Si los ciudadanos activos o preocupados renuncian a la política, están abandonando su sociedad a sus
funcionarios más mediocres y venales. La Cámara de los Diputados mismo es un escaparate que ofrece un espectáculo penoso: un reducto de charlatanes, subordinados a los intereses partidistas y serviles a los intereses de los poderes económicos y de otra índole.
Lo que no sabemos es si el abandono de la gente de los asuntos comunitarios han producido este tipo de políticos o han sido los políticos mediocres o pérfidos los que nos han llevado a este estado de cosas, lo cierto es que políticamente, la nuestra es una época de pigmeos.
Sin embargo, es todo lo que tenemos.

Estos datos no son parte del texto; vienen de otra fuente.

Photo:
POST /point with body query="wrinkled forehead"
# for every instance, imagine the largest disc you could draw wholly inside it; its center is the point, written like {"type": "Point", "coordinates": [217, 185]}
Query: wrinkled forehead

Y es la hora de retomar nuestra antigua responsabilidad por las
cuestiones comunitarias. Desde abajo, desde los núcleos comunitarios de base, tratar de ser protagonista de nuestra sociedad.
El fracaso democrático trasciende los intereses individuales. El vergonzoso espectáculo de una clase de malversadores y especuladores que se enriquece mientras la mayoría se empobrece nos reclama pasar a la acción. Hemos de actuar guiándonos por nuestra intuición para que nuestros hijos y nietos no nos acusen en el futuro de pasividad.
Lo malo de los conflictos civiles es que siempre los pierden quienes se quedan en casa.